3 Responses to “Understanding the Jolly Rancher Green Apple School of Hard Cider”

  1. Dan Daugherty

    Thanks, Tom–you make an important point re: the use of ‘dry’ as a means to associate a cider that isn’t with the cache of better products.

    A few years ago, I was a new cider drinker with a beer background but very little wine background, so I found the ‘dry’ concept very confusing when, say, drinking an Angry Orchard ‘Dry’ cider, because of course it was actually quite sweet.

    It wasn’t until I started making bone-dry, champagne-like, but not-so-great hard cider myself–and subsequently discovering some high-quality, dry import cider from the UK on a friend’s recommendation–that I started really developing a sense of what a dry cider is and started getting increasingly annoyed with the macro guys slapping ‘dry’ on a 12 oz bottle with 15+ grams of sugar in it…
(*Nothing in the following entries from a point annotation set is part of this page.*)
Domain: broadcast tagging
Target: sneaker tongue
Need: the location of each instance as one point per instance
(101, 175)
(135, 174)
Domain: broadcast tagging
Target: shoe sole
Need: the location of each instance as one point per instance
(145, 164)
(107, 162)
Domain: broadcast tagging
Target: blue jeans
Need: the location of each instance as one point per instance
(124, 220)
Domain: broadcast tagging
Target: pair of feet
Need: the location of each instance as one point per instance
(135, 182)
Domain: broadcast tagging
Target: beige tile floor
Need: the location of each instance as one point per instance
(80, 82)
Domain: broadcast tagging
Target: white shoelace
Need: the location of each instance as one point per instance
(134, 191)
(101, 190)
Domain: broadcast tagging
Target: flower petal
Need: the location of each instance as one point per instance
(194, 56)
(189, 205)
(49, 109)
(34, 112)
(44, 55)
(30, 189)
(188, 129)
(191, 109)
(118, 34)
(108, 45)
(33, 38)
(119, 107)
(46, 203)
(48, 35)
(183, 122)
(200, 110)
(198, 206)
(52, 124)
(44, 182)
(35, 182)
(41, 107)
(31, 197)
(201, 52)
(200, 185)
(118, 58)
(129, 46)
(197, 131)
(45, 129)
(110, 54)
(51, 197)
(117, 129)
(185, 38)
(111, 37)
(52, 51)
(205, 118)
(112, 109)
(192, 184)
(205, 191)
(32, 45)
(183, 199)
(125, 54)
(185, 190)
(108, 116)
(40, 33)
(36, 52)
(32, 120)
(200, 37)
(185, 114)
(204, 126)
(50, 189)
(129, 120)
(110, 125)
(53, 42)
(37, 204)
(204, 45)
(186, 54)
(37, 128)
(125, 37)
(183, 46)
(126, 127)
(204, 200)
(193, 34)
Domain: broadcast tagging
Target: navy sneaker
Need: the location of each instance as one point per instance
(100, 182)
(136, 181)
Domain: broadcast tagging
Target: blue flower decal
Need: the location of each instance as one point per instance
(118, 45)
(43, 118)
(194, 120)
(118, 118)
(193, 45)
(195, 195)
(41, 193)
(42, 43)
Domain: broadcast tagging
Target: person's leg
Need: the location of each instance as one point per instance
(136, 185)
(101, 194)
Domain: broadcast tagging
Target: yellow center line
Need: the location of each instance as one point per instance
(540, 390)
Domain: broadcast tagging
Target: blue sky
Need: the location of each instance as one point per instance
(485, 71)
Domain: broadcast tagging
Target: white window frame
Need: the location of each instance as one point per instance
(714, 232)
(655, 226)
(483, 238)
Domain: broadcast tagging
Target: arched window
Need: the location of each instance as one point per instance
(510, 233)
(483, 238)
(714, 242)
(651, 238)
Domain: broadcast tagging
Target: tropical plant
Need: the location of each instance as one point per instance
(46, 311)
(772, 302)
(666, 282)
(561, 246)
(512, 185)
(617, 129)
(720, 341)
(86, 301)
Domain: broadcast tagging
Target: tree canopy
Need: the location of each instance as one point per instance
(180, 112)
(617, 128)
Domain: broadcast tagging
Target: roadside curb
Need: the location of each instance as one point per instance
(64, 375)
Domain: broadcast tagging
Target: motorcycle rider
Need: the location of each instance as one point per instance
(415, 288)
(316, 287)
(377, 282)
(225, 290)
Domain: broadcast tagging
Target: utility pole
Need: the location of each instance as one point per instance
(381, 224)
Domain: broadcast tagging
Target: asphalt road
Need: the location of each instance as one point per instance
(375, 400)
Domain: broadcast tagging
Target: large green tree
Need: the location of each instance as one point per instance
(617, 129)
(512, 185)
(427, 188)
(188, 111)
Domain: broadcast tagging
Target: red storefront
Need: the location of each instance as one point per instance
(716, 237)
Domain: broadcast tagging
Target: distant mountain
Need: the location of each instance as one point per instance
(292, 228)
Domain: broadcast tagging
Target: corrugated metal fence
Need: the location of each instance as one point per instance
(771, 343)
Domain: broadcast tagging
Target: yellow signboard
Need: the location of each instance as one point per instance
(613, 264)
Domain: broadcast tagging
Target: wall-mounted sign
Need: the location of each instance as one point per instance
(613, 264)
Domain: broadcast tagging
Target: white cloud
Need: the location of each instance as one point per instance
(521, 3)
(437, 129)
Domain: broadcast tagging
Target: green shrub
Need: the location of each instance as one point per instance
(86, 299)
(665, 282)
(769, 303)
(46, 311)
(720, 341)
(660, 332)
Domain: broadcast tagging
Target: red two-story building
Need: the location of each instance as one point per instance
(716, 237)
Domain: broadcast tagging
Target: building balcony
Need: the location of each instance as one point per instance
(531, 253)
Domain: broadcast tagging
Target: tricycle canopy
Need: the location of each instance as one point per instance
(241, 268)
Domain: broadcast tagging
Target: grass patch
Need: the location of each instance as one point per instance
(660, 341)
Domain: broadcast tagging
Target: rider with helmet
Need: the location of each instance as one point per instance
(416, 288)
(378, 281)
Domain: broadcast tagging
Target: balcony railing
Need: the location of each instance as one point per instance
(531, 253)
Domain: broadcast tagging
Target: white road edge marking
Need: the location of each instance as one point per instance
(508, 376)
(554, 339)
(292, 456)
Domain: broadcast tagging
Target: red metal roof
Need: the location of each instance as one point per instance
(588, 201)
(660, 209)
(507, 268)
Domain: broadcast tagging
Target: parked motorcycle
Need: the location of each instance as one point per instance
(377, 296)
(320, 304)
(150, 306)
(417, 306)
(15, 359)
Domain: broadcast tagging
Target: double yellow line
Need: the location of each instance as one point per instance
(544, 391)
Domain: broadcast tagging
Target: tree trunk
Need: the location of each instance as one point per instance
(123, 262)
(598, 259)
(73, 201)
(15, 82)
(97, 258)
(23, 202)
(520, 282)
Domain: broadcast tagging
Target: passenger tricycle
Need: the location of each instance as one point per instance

    As you indicate, there isn’t anything intrinsically wrong with a sweet cider–there are some fabulous ciders that are intensely sweet, such as Eden’s Ice Cider–so I don’t see this discussion as a diatribe against sugar. Rather, it’s a call to be accurate with our descriptions.

    Keep up the good work!

    -Dan

    Reply
  2. Peter Mitchell

    I’m hoping that the US palate will eventually mature…”hoping”.
    Regarding “Jolly Rancher”:
    It may just be me, but I consider Acetyl-aldehyde production (Jolly Rancher) a “fault”. BTW – you can get Jolly Rancher / Paint Thinner off-flavors in a dry (no residual sugar) cider.

    Reply
  3. Darlene Hayes

    I’ve been thinking about this post a lot in the last couple of weeks having been snookered a couple of times by creatively labeled ciders. I even thought I’d buy myself an Angry Orchard “Dry” and measure the specific gravity, but haven’t been able to find one in my small town. Meanwhile, I think that Seattle Cider might be on to something helpful as they actually include a brix value on their labels. Think there’s any chance that others in the industry will follow their lead?